Susana Barros (IA e Universidade do Porto), a primeira autora do artigo, explica o problema de fazer isso com esta estrela: “Pensava-se que a variabilidade da HD 106315 provocava demasiado ruído para a medição de velocidades radiais, e por isso não seria possível determinar a massa dos dois planetas”.

Com dados de um grande programa de observação com o espectrógrafo HARPS (ESO), a equipa do IA determinou que o planeta HD 106315 b, o mais pequeno dos dois, tem uma massa 12,6 vezes maior que a da Terra, ao que corresponde uma densidade de 4,7 g/cm3. Já o planeta maior, HD 106315 c, tem uma massa 15,2 vezes maior que a da Terra e uma densidade 1,01 g/cm3. Estes valores indicam que o planeta “c” tem um espesso envelope de hidrogénio-hélio, mas investigação detalhada ao planeta “b”, recorrendo a modelos de interiores planetários, indicam até 50% de material rochoso, e entre 9 e 50% de água, ou seja, este é um mundo aquático.

Nuno Santos (IA e Faculdade de Ciências da Universidade do Porto), líder da linha temática “Deteção e caracterização de outras Terras” do IA acrescenta: “Graças a uma estratégia intensiva de observação e um sofisticado método de análise de dados desenvolvido pela nossa equipa, conseguimos determinar a massa destes dois planetas, e a composição do planeta b”.

Susana Barros acrescenta ainda que: “Este sistema planetário demonstra a diversidade da composição destes planetas, e como a estrela que estes transitam é bastante brilhante, será ainda possível estudar as suas atmosferas.

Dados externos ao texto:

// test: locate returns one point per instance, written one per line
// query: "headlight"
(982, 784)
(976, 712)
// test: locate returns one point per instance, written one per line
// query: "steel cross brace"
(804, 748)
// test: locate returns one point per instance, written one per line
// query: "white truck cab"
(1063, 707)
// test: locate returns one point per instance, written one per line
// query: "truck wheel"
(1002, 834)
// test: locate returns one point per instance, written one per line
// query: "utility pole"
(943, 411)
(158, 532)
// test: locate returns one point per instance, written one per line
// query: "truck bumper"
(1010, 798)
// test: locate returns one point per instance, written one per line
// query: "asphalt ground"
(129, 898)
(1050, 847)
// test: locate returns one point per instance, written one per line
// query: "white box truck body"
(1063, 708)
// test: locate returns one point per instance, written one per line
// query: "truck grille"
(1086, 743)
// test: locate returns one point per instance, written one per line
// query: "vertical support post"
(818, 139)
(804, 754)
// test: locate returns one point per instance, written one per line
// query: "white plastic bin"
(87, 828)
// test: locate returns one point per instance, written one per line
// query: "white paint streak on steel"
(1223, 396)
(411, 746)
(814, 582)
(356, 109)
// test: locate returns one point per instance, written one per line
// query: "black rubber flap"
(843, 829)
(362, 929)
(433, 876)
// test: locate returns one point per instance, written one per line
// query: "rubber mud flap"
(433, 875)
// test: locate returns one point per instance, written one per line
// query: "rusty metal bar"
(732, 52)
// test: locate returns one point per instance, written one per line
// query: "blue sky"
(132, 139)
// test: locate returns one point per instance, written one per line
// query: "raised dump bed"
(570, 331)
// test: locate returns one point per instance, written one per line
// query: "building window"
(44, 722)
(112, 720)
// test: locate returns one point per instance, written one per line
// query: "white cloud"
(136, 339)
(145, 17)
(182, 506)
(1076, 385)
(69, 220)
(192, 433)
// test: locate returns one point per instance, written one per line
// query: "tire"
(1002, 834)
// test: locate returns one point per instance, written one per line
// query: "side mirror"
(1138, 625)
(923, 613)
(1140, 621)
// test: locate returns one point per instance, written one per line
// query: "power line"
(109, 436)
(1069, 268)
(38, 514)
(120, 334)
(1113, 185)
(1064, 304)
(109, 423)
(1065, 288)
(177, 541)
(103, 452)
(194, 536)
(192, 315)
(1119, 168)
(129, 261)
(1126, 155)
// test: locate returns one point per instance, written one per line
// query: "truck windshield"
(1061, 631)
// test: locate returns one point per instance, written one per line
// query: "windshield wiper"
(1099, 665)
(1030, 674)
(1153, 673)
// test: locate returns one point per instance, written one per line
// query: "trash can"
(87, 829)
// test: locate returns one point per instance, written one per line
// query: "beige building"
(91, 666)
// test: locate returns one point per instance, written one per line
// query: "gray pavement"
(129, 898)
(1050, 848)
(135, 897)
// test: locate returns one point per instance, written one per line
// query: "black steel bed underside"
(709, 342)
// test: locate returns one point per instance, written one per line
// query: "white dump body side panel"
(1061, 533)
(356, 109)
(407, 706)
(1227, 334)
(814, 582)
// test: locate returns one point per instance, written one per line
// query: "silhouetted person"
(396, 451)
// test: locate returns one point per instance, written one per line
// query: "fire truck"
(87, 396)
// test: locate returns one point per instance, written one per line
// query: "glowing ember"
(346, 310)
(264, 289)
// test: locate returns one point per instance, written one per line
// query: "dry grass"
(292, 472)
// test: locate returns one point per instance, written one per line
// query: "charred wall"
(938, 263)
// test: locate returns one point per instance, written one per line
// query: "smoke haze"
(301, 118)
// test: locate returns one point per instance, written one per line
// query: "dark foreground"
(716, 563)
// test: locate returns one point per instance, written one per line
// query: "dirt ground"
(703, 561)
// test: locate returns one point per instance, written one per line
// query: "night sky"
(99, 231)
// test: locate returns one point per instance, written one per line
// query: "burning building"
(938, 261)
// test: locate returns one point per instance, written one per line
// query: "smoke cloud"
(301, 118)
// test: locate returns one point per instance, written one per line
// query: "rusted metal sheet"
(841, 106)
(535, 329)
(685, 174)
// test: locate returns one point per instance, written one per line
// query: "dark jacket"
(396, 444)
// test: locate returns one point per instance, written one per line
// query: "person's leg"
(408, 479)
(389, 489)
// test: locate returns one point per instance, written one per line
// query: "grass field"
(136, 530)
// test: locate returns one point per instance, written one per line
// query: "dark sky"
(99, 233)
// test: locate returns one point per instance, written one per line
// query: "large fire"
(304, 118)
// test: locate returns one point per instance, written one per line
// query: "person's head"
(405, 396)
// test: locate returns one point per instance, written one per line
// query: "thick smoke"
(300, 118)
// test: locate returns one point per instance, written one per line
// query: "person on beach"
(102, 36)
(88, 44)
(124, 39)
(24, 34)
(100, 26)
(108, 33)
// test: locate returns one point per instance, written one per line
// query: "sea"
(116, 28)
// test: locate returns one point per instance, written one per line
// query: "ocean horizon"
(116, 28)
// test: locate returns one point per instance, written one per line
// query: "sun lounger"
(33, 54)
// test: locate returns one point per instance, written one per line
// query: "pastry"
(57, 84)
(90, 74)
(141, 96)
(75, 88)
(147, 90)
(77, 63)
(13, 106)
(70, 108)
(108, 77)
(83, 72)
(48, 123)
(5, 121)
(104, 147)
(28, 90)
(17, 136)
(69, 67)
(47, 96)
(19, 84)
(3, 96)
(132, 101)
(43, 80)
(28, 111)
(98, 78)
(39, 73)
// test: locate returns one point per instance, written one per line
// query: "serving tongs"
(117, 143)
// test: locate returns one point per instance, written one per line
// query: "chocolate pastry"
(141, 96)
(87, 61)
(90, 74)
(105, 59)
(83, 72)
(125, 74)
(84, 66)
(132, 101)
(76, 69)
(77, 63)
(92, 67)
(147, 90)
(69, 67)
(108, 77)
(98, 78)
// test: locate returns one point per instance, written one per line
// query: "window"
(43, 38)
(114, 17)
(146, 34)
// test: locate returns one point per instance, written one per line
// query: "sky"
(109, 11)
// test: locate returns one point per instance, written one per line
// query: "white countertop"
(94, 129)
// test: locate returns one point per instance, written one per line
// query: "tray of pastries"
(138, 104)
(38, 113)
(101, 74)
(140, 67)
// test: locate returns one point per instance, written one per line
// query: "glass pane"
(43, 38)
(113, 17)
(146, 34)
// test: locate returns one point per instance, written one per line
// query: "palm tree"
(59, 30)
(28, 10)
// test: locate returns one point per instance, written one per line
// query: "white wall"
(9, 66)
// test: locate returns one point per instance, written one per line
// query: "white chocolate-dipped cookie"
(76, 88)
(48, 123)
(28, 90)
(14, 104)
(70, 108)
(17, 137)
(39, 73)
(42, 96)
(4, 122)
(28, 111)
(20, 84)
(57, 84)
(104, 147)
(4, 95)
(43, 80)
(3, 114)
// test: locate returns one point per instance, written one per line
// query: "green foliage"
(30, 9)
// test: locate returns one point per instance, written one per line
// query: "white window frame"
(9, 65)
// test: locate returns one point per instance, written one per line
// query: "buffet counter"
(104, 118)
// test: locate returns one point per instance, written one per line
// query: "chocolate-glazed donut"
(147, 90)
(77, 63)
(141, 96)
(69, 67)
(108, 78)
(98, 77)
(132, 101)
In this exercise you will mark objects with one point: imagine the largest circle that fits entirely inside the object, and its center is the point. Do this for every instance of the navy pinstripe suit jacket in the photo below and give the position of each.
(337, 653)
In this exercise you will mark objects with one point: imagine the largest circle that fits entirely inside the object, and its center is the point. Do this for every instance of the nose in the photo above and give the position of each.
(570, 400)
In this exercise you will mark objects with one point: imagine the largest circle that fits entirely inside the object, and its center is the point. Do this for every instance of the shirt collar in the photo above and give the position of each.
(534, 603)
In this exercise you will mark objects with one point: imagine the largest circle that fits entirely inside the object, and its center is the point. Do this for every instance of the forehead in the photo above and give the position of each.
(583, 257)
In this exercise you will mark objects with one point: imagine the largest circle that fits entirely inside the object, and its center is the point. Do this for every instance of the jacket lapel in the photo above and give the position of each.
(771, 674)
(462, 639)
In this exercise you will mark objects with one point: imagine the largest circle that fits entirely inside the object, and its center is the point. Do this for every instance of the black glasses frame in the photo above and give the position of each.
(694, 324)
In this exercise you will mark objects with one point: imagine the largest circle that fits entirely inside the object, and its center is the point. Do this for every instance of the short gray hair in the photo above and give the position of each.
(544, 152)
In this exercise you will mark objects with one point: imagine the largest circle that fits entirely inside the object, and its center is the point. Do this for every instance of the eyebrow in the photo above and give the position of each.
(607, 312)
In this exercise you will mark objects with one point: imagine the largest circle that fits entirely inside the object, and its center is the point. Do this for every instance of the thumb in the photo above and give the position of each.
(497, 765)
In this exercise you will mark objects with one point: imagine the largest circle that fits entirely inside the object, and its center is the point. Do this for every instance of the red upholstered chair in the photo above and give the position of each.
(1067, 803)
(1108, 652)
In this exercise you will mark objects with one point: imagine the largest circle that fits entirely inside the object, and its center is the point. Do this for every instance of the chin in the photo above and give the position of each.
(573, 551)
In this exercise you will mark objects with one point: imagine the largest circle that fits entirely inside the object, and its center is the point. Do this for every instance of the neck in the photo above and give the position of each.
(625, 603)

Com instrumentação atual é possível observar a atmosfera do planeta c, mas para o planeta b será necessário esperar por instrumentos como o Telescópio Espacial James Webb (JWST), que será lançado em 2019”.

Estudar atmosferas com instrumentos como o JWST (NASA) ou o Extremely Large Telescope (ELT) do ESO, irá permitir uma melhor compreensão acerca da composição do HD 106315 b, já que o planeta está no limite entre os planetas rochosos e os planetas gasosos.